The play, a 50-minute monologue, is built around the writer’s own battle with Covid-19 in March and April this year. In theory, the “devil” in the title is the virus, but the actual devil that Hare seems to have in mind is the Conservative Government and what should have been a fascinating insight into the physical and mental impact of the illness disintegrates into a rambling and unconvincing politically motivated rant. 

The play starts promisingly with Hare telling of the first symptoms – the taste of sewage in his mouth, crippling lethargy – and continues at intervals with details of how he and his wife Nicole (Farhi) cope day-to-day. In between and possibly for more than 50% of the running time, Hare launches into a fierce assault on politicians (always emphasising that they are Conservative politicians), including some particularly venomous personal attacks on named individuals. Nothing that Hare says is factually inaccurate, but inconvenient truths are overlooked and his writing is short on wit and fresh detail, while being flavoured strongly with the benefit of hindsight.

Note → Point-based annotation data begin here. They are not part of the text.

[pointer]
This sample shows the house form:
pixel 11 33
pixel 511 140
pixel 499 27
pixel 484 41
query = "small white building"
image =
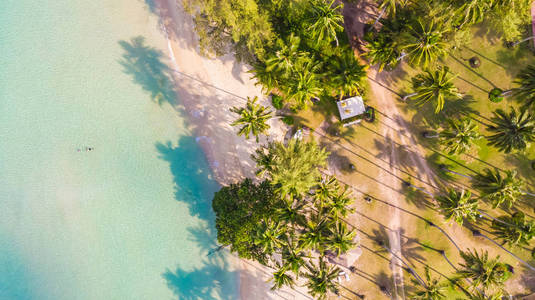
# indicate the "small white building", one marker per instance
pixel 351 108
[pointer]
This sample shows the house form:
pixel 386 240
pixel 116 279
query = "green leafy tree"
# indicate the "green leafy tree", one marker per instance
pixel 281 278
pixel 239 210
pixel 321 279
pixel 341 239
pixel 326 20
pixel 498 188
pixel 433 289
pixel 514 229
pixel 511 131
pixel 435 87
pixel 270 236
pixel 383 51
pixel 347 74
pixel 458 206
pixel 459 135
pixel 484 272
pixel 253 118
pixel 526 90
pixel 292 168
pixel 301 88
pixel 238 25
pixel 425 43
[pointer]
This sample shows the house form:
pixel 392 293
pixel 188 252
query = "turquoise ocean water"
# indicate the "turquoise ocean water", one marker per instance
pixel 130 219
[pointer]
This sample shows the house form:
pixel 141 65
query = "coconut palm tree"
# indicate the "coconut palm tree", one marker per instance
pixel 458 206
pixel 498 188
pixel 425 43
pixel 459 135
pixel 281 278
pixel 489 274
pixel 526 91
pixel 434 86
pixel 321 279
pixel 316 233
pixel 270 236
pixel 433 289
pixel 326 20
pixel 338 204
pixel 341 239
pixel 292 168
pixel 253 118
pixel 514 229
pixel 293 259
pixel 383 51
pixel 302 88
pixel 511 131
pixel 286 58
pixel 347 74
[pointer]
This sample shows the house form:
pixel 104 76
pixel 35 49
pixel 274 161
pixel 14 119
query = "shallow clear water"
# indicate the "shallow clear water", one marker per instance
pixel 130 219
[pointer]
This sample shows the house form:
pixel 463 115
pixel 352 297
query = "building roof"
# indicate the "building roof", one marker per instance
pixel 351 107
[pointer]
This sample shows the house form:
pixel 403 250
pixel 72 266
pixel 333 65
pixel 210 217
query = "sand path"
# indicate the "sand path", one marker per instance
pixel 207 88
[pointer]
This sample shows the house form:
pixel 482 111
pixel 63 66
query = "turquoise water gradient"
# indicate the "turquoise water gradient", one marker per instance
pixel 130 219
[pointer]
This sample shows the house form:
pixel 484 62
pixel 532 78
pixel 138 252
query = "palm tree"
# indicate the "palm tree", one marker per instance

We can stay at home and be lectured by Emily Maitliss on government shortcomings, so do we really want to go to a theatre for much of the same? If the answer is “yes”, it is probably because we are so starved of theatre at this time that we would go to see anything and, if we are going to receive a lecture, there could be no one better to deliver it than Ralph Fiennes. His sardonic style and natural gift for comedy paper over many of the play’s cracks and help him to find humour even in parts of the play where Hare has placed none. Director Nicholas Hytner’s production has a large desk centre stage, helping to generate the feel of an academic presentation.

The management and front of house staff at the Bridge Theatre must be congratulated for getting this production, the first in a season of monologues, up and running. Capacity is reduced to under a third of normal, with seats configured as pairs or singles well spaced out, and audiences are made to feel safe at all times.

The theatre is not the BBC and there is no necessity for balance, but, in this case, the omission of key facts that do not support the writer’s case undermines the credibility of everything that he has to say. Beat the Devil is a huge disappointment, but, thankfully, Hare lives to write another play and, hopefully, to return to better form.